The bedridden patient is not a human being, but a 3D dummy that the students use for their practical lessons.
“A good number of the students were employed in hospitals where they did internship because they were found to be too good,” says Khanbhai.
Pascaline Nzembi was an ICU nurse until last year when she was contracted by Ujuzi Fursa Africa to be a tutor in the Mombasa facility which opened in January this year.
“I teach them using these dummies, demonstrations and video and animation classes. Every student has a tablet and a pair of earphones,” says Nzembi.

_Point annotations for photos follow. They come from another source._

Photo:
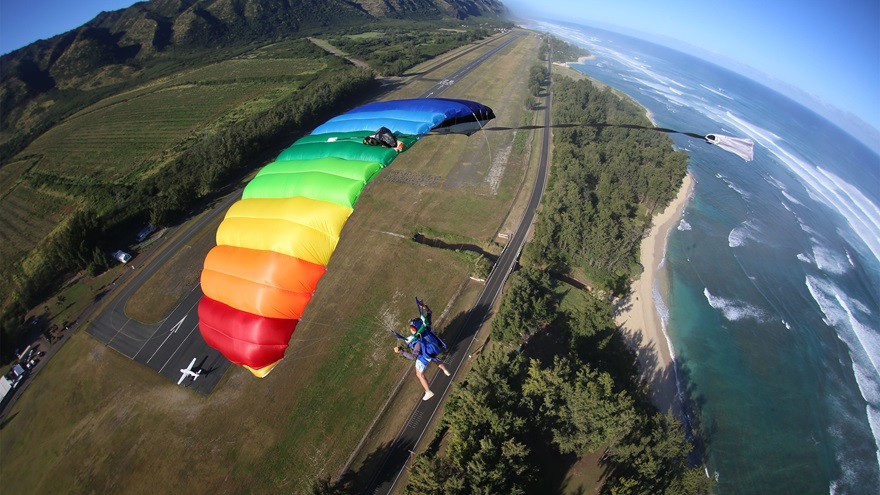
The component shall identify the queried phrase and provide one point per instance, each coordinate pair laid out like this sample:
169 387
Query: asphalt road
170 345
407 441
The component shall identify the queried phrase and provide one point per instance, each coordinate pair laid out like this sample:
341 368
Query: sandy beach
637 317
580 61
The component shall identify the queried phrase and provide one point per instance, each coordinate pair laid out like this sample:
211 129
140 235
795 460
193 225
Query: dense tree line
571 388
562 50
606 184
519 416
397 50
165 197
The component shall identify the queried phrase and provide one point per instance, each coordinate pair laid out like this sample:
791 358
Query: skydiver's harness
430 344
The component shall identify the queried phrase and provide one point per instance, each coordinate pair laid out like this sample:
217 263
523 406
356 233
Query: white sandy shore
637 316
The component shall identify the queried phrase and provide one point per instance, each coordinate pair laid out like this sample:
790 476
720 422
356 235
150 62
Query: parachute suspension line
488 145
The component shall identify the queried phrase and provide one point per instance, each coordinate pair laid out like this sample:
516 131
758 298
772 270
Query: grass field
121 139
93 421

She says that for every practical lesson, there is a corresponding video lesson that every student should watch to understand better the subject matter.
Khanbhai takes me to the library that only has furniture – tables and chairs. No shelves, no books. Just furniture and enough lighting.
“We don’t use books. They come here with their laptops to study. Everyone uses earphones so that there is no noise. In fact, everything here, including assessment and examinations is done online,” she says.
To safeguard the integrity of the exams, the tests are set by examiners in Singapore and the US. The examiners also assess the students, via Skype and WhatsApp video calls. The students take the test by using the dummies to demonstrate and explain what they have learnt, while the examiner watches and listens virtually.
During exams, Pascaline Nzembi, the nurse and tutor in charge of the students, is not allowed in the exam room.
The class is full of female students, and my presence in the room is so conspicuous. I’m the only male around. At first, I thought the lessons are meant for women only. I was wrong.
“We accept all people, not ladies alone. Perhaps it is because of stereotypes that men are not coming to enrol,” says Christine Wakesho, who doubles as the administrator and sales executive for Ujuzi Fursa Africa in Mombasa. Nursing is mainly perceived as a women’s domain, especially in Africa.
The majority of these students are fresh from high school. However, some have finished college and even university. One of them is a graduate with a bachelor of science in nursing. She came to get more hands-on experience and the certification that comes with the completion of the classes.
Some other students, Nzembi noted, are those with relatives abroad, who want to get the requisite skills then go work in foreign countries.
“Caregivers and nurses earn better abroad than in Kenya. In addition, male nurses and caregivers are in a higher demand abroad than here. Unfortunately, we have very few male students here,” she said.
In the same room across where the practical lessons are taking place, another group of 32 youths are learning by videos projected on a wall. These, Khanbhai says, are the ones sponsored by Swahilipot Hub. It was their second day in class. They will study for two months, proceed for internship for a month before they return to do exams.
Swahilipot Hub, a technology centre in Mombasa, recently partnered with Ujuzi Fursa Africa to train coastal youth in nursing and home care skills at the facility. Swahilipot will pay about Sh2 million for 35 youths.
The four-month training will enable the youth to obtain nursing and caregiving skills which will enable them get jobs in hospitals and private homes, in Kenya and abroad.
The students are required to attend the daily classes for 8 hours a day, with two hours dedicated for practicals in the lab.
Ujuzi Fursa has provided the learners with tablets to facilitate the training.
Ujuzi Fursa Africa’s chief executive officer, Jinit Shah, said there is a high demand for trained home caregivers in Mombasa, and they look forward to bridging the gap.
“Most of the people here in Mombasa who work as homecare givers are not Mombasa natives. They come from other parts of the country,” he said.
“This is because of a lack of training institutions for such services. That’s why we have brought this opportunity for the locals.”
Ujuzi Fursa Africa, a social enterprise has been working and offering homecare services and training only in Nairobi, until six months ago when it expanded into Mombasa. In the last five years, the enterprise has trained more than a thousand youth in Nairobi. It has trained 40 in Mombasa.
Swahilipot Hub, through the Global Opportunity Youth Network, has sponsored the youths to enroll in the four-month programme. The training costs Sh55,000 per individual.
The minimum qualifications for the candidates for the programme are a D+ (plus) in high school grade and English language proficiency. However, the community health workers who have worked for some time are also eligible, even if they dropped out of school in class eight.
Shah says that the 40 youths who have been trained in Mombasa have shown extraordinary skill and “a difference in caregiving.”